Ces trois types de relations – attraction, répulsion, indifférence – correspondent au désir, à la colère et à l’ignorance ; ce sont les trois poisons fondamentaux de l’esprit, les trois passions primaires qui animent et conditionnent l’esprit habituel.
Sur la base de ces trois types de relations empoisonnées, se multiplient les nombreuses autres passions ou émotions conflictuelles, notamment l’orgueil, l’avidité et la jalousie. L’orgueil se développe à partir du moi qui naît dans l’ignorance ; l’avidité est un prolongement du désir-attachement ; tandis que la jalousie provient de la colère-aversion. Ainsi, les trois poisons primaires se ramifient-ils en six passions2Nous emploierons « passion » dans son sens ancien signifiant tout mouvement ou toute attitude de l’esprit, positif ou négatif, incluant même l’obscurité ou l’opacité mentale.: l’aversion-colère, l’avidité, la stupidité-ignorance, le désir-attachement, la jalousie et l’orgueil. Elles correspondent, nous le verrons par la suite, à six états de conscience caractérisant six mondes différents. Puis, de subdivision en subdivision, se dénombrent jusqu’à quatre-vingt-quatre mille types de passions !

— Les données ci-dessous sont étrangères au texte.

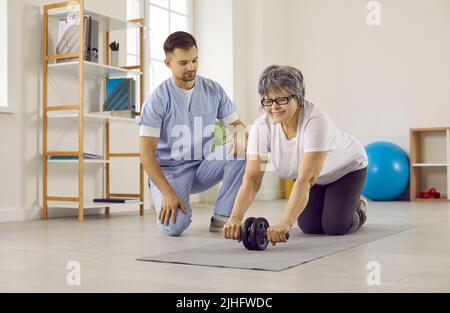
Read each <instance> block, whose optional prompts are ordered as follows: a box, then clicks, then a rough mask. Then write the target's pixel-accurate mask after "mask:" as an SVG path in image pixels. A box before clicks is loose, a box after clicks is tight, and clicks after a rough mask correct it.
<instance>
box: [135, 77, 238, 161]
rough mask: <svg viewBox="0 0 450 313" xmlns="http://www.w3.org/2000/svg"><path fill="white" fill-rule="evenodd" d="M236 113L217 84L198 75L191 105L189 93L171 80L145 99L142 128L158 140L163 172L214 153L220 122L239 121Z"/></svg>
mask: <svg viewBox="0 0 450 313" xmlns="http://www.w3.org/2000/svg"><path fill="white" fill-rule="evenodd" d="M235 112H236V106H235V104H234V103H233V102H232V101H231V100H230V98H229V97H228V96H227V94H226V93H225V91H224V90H223V88H222V87H221V86H220V85H219V84H218V83H217V82H215V81H212V80H210V79H207V78H204V77H201V76H197V77H196V81H195V87H194V90H193V94H192V98H191V103H189V100H188V96H187V95H186V92H185V91H184V90H183V89H181V88H179V87H178V86H177V85H176V84H175V82H174V81H173V80H172V79H168V80H166V81H165V82H164V83H162V84H161V85H160V86H159V87H158V88H156V89H155V90H154V91H153V92H152V94H151V95H150V96H149V97H148V98H147V99H146V101H145V103H144V107H143V110H142V114H141V119H140V122H139V125H140V126H141V127H142V126H144V127H145V128H147V129H150V130H151V133H152V135H151V137H159V143H158V147H157V151H156V158H157V160H158V162H159V164H160V166H161V167H162V168H163V169H164V167H174V166H179V165H188V163H189V164H191V165H193V164H192V163H194V164H195V163H199V161H200V160H203V159H204V158H205V156H206V155H208V154H209V153H210V152H211V145H212V139H213V137H214V130H215V124H216V121H217V119H219V120H221V121H222V122H223V123H224V124H230V123H232V122H234V121H236V120H237V119H238V118H239V117H238V116H237V114H236V113H235ZM141 136H142V134H141Z"/></svg>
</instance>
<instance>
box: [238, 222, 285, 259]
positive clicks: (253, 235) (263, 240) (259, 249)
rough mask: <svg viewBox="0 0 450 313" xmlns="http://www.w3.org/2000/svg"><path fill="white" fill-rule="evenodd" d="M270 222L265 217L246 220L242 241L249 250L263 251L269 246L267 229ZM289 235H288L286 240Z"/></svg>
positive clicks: (242, 232)
mask: <svg viewBox="0 0 450 313" xmlns="http://www.w3.org/2000/svg"><path fill="white" fill-rule="evenodd" d="M268 228H269V222H268V221H267V220H266V219H265V218H264V217H259V218H255V217H249V218H248V219H246V220H245V222H244V225H243V227H242V231H241V240H242V243H243V244H244V247H245V248H246V249H247V250H256V251H263V250H265V249H266V248H267V246H268V245H269V241H268V240H267V229H268ZM288 239H289V233H287V234H286V240H288Z"/></svg>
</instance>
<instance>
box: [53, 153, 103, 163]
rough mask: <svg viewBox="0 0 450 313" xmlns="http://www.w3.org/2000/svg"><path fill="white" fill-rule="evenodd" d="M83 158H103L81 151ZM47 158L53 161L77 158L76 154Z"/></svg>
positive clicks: (101, 158) (59, 160) (55, 156)
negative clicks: (74, 155)
mask: <svg viewBox="0 0 450 313" xmlns="http://www.w3.org/2000/svg"><path fill="white" fill-rule="evenodd" d="M83 156H84V159H85V160H103V157H102V156H101V155H98V154H91V153H83ZM48 159H49V160H53V161H56V160H58V161H67V160H78V157H77V156H52V157H49V158H48Z"/></svg>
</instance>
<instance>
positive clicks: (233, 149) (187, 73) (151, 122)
mask: <svg viewBox="0 0 450 313" xmlns="http://www.w3.org/2000/svg"><path fill="white" fill-rule="evenodd" d="M164 51H165V53H166V60H165V64H166V65H167V67H169V68H170V70H171V72H172V77H171V78H170V79H168V80H166V81H165V82H163V83H162V84H161V85H160V86H159V87H157V88H156V89H155V90H154V91H153V93H152V94H151V95H150V96H149V97H148V98H147V99H146V101H145V103H144V107H143V110H142V115H141V120H140V124H139V125H140V131H139V132H140V134H139V135H140V151H141V161H142V164H143V166H144V168H145V170H146V172H147V174H148V175H149V188H150V191H151V194H152V197H153V201H154V205H155V209H156V212H157V213H158V221H157V224H158V226H159V228H160V229H161V230H162V231H163V232H164V233H166V234H167V235H169V236H180V235H181V234H182V233H183V232H184V231H185V230H186V229H187V228H188V227H189V225H190V224H191V221H192V220H191V218H192V208H191V206H190V204H189V196H190V195H191V194H195V193H200V192H203V191H206V190H208V189H210V188H211V187H213V186H214V185H216V184H218V183H219V182H222V183H223V184H222V187H221V189H220V191H219V195H218V199H217V202H216V205H215V208H214V215H213V217H212V218H211V223H210V231H213V232H214V231H216V232H221V231H222V227H223V225H224V224H225V223H226V222H227V220H228V218H229V216H230V214H231V211H232V209H233V205H234V201H235V199H236V196H237V193H238V190H239V187H240V185H241V183H242V178H243V175H244V170H245V150H246V137H247V133H246V130H245V129H246V128H245V126H244V125H243V124H242V123H241V121H240V120H239V116H238V114H237V112H236V106H235V105H234V103H233V102H232V101H231V100H230V99H229V98H228V96H227V95H226V93H225V91H224V90H223V88H222V87H221V86H220V85H219V84H218V83H217V82H214V81H212V80H209V79H207V78H204V77H201V76H198V75H197V68H198V50H197V43H196V41H195V39H194V37H193V36H192V35H190V34H188V33H185V32H176V33H174V34H172V35H170V36H169V37H168V38H167V40H166V42H165V44H164ZM217 120H220V121H221V122H222V123H223V124H224V125H230V126H233V131H232V138H233V140H232V142H231V143H230V144H229V145H225V146H221V147H218V148H216V149H215V150H214V151H212V149H211V146H212V140H213V137H214V130H215V124H216V121H217Z"/></svg>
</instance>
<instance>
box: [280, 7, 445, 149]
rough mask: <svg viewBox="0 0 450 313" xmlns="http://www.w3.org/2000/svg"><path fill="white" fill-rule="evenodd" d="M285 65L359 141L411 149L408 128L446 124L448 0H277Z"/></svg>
mask: <svg viewBox="0 0 450 313" xmlns="http://www.w3.org/2000/svg"><path fill="white" fill-rule="evenodd" d="M277 3H279V5H280V6H282V7H284V8H285V11H284V15H285V17H286V21H287V23H288V25H289V26H288V27H286V33H285V35H284V39H285V40H286V42H289V43H290V44H289V45H288V48H287V49H286V51H287V52H288V57H287V58H286V60H285V63H286V64H291V65H293V66H296V67H298V68H300V69H301V70H302V71H303V72H304V75H305V80H306V88H307V89H306V90H307V98H308V99H310V100H312V101H314V102H315V103H317V104H318V105H320V106H321V107H322V108H323V109H325V110H326V111H327V112H328V113H329V114H330V115H331V116H332V118H333V119H334V120H335V121H336V123H337V125H338V126H339V127H341V128H343V129H345V130H347V131H348V132H349V133H351V134H353V135H355V136H356V137H357V138H359V139H360V140H361V141H362V142H363V143H364V144H368V143H370V142H373V141H379V140H387V141H391V142H394V143H396V144H398V145H400V146H401V147H402V148H404V149H405V150H406V151H409V129H410V128H413V127H436V126H449V125H450V105H449V104H450V94H449V93H448V91H447V90H448V86H450V58H449V55H450V41H449V34H450V1H448V0H433V1H423V0H389V1H388V0H380V1H379V3H380V4H381V9H382V11H381V12H382V20H381V25H380V26H376V27H373V26H372V27H370V26H368V25H367V22H366V16H367V13H368V10H367V9H366V5H367V3H368V1H361V0H346V1H345V6H344V5H342V1H330V0H282V1H277Z"/></svg>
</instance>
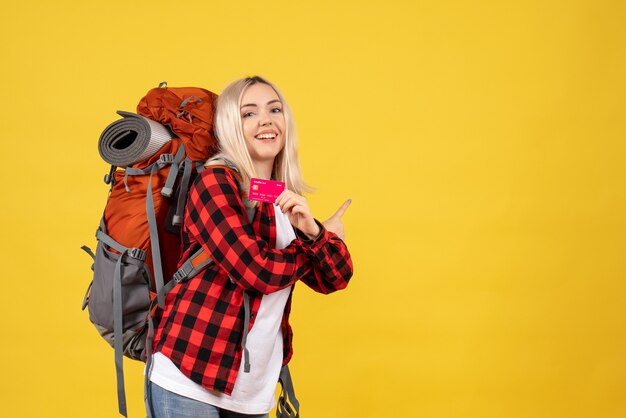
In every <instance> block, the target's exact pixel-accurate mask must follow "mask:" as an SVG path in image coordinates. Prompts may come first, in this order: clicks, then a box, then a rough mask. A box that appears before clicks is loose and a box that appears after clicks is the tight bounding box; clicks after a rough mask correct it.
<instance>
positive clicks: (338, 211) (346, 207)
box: [331, 199, 352, 218]
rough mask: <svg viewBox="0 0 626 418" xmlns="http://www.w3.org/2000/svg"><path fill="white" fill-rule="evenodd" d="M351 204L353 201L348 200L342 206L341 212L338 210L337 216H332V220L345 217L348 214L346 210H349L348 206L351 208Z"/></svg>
mask: <svg viewBox="0 0 626 418" xmlns="http://www.w3.org/2000/svg"><path fill="white" fill-rule="evenodd" d="M350 203H352V199H348V200H346V201H345V202H344V204H343V205H341V207H340V208H339V210H337V212H335V214H334V215H333V216H331V218H335V217H337V218H341V217H342V216H343V214H344V213H346V209H348V206H350Z"/></svg>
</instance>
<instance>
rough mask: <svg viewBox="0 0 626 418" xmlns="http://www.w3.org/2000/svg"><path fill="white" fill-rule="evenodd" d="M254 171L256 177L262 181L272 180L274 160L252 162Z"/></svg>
mask: <svg viewBox="0 0 626 418" xmlns="http://www.w3.org/2000/svg"><path fill="white" fill-rule="evenodd" d="M253 163H254V169H255V171H256V174H257V176H259V177H260V178H262V179H265V180H269V179H271V178H272V169H273V168H274V160H273V159H272V160H263V161H253Z"/></svg>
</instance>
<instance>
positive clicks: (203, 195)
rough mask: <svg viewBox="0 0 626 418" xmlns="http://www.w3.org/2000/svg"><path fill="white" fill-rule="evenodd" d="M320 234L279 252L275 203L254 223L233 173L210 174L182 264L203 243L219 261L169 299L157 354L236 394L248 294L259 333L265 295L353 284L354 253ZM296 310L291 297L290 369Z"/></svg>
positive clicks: (183, 232)
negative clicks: (295, 310)
mask: <svg viewBox="0 0 626 418" xmlns="http://www.w3.org/2000/svg"><path fill="white" fill-rule="evenodd" d="M320 228H321V233H320V236H319V237H318V238H317V239H316V240H315V241H310V240H306V239H305V238H306V237H304V236H303V235H302V234H301V233H299V231H296V233H297V234H298V236H299V238H297V239H295V240H294V241H292V242H291V244H289V246H287V247H286V248H285V249H282V250H277V249H275V245H276V223H275V222H274V205H273V204H265V203H262V204H261V205H260V207H259V210H257V212H256V215H255V218H254V219H253V221H252V223H250V222H249V220H248V216H247V214H246V210H245V207H244V204H243V201H242V199H241V197H240V195H239V192H238V187H237V179H236V178H235V177H234V175H233V173H232V172H231V171H230V170H226V169H224V168H221V167H214V168H211V167H209V168H207V169H206V170H204V171H203V172H202V173H201V174H200V175H199V176H198V178H197V179H196V181H195V183H194V185H193V187H192V188H191V190H190V192H189V200H188V203H187V208H186V211H185V220H184V229H183V241H184V243H183V245H184V250H185V251H184V254H183V258H182V259H183V260H185V259H187V258H188V257H189V255H191V254H193V253H194V252H195V251H196V250H197V249H198V248H199V246H200V245H202V246H203V247H204V249H205V250H208V251H209V253H210V254H211V256H212V258H213V260H214V261H215V263H213V264H211V266H210V267H209V268H207V269H206V270H204V271H203V272H201V273H200V274H198V275H197V276H196V277H194V278H192V279H190V280H188V281H187V282H185V283H181V284H179V285H177V286H175V287H174V289H173V290H172V291H171V292H170V293H169V294H168V295H167V297H166V299H165V309H164V311H163V313H162V316H161V320H160V322H159V325H158V326H157V329H156V332H155V339H154V346H153V349H154V352H157V351H160V352H161V353H163V354H164V355H165V356H167V357H168V358H169V359H170V360H172V362H173V363H174V364H175V365H176V366H177V367H178V368H179V369H180V371H181V372H183V374H185V375H186V376H187V377H189V378H190V379H191V380H193V381H194V382H196V383H198V384H200V385H202V386H203V387H205V388H207V389H209V390H216V391H219V392H224V393H226V394H229V395H230V394H231V392H232V389H233V386H234V384H235V379H236V378H237V373H238V371H239V365H240V363H241V357H242V347H241V340H242V336H243V321H244V308H243V291H244V290H246V291H247V292H248V293H249V295H250V305H251V318H250V328H251V327H252V326H254V320H255V318H256V313H257V312H258V309H259V306H260V304H261V296H262V295H263V294H269V293H272V292H275V291H277V290H280V289H283V288H286V287H288V286H292V285H293V284H295V282H296V281H298V280H301V281H303V282H304V283H306V284H307V285H308V286H309V287H311V288H312V289H314V290H315V291H317V292H320V293H325V294H326V293H330V292H334V291H336V290H340V289H343V288H344V287H346V286H347V284H348V281H349V280H350V277H351V276H352V261H351V259H350V253H349V252H348V249H347V248H346V245H345V244H344V242H343V241H342V240H341V239H339V238H338V237H337V235H335V234H334V233H332V232H330V231H327V230H326V229H325V228H324V227H323V226H322V225H321V224H320ZM292 289H293V288H292ZM290 309H291V295H290V296H289V300H288V301H287V305H286V306H285V311H284V314H283V319H282V325H281V326H282V332H283V338H284V345H283V346H284V354H283V364H287V363H288V362H289V360H290V359H291V355H292V344H291V341H292V336H293V333H292V330H291V327H290V326H289V312H290ZM252 367H254V364H252Z"/></svg>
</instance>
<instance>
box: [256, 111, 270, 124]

Toutes ces relations duelles et conflictuelles constituent le voile des passions.
Le voile du karma
Les diverses passions induisent une grande variété d’actes dualistes qui peuvent être, en ce qui concerne le karma, positifs, négatifs ou neutres. Ils conditionnent l’esprit et le font naître dans l’un ou l’autre des six mondes de l’existence conditionnée. C’est ce que l’on nomme le « voile de l’activité conditionnée » ou « voile du karma ».
Le dharma : une pratique de dévoilement
Ces quatre voiles qui recouvrent l’esprit font de nous des personnes habituelles, ballottées par leurs illusions dans les six mondes du samsâra.
On ne peut se libérer de cette condition de personne habituelle qu’en dissipant les voiles, en dévoilant l’esprit. La pratique du dharma offre de nombreuses méthodes permettant de dissoudre peu à peu ces enveloppes et de révéler ainsi le joyau de l’esprit pur.
La nature de l’esprit pourrait être comparée à une boule de cristal, et les quatre voiles à quatre couches de tissu l’enveloppant et la masquant de plus en plus.
Selon une autre image, ces divers voiles pourraient être comparés à des strates nuageuses couvrant le ciel de l’esprit. Tout comme les nuages ferment le ciel et l’obscurcissent, ces voiles masquent l’espace de la vacuité ainsi que la clarté de sa luminosité-lucidité. La pratique du dharma, et principalement celle de la méditation, dissipe progressivement ces différents voiles, des plus extérieurs vers les plus intérieurs.
Quand tous ces voiles ou enveloppes ont été dissipés, il y a dévoilement complet, un état de purification qui est rendu en tibétain par le terme « sang ». L’épanouissement de tous les aspects d’espace et de lumière qu’il révèle est rendu par le terme « gyé ». Ces deux syllabes « sang-gyé », qui signifient littéralement « pureté et épanouissement parfait », « tout pur et tout épanoui », forment ensemble le mot tibétain pour « bouddha ». L’état de bouddha est la manifestation des qualités inhérentes à l’esprit lorsqu’il a été purifié des voiles qui l’obscurcissaient.
Ce dévoilement qui révèle les qualités immanentes à la pureté de l’esprit résume tout le cheminement de la pratique du dharma.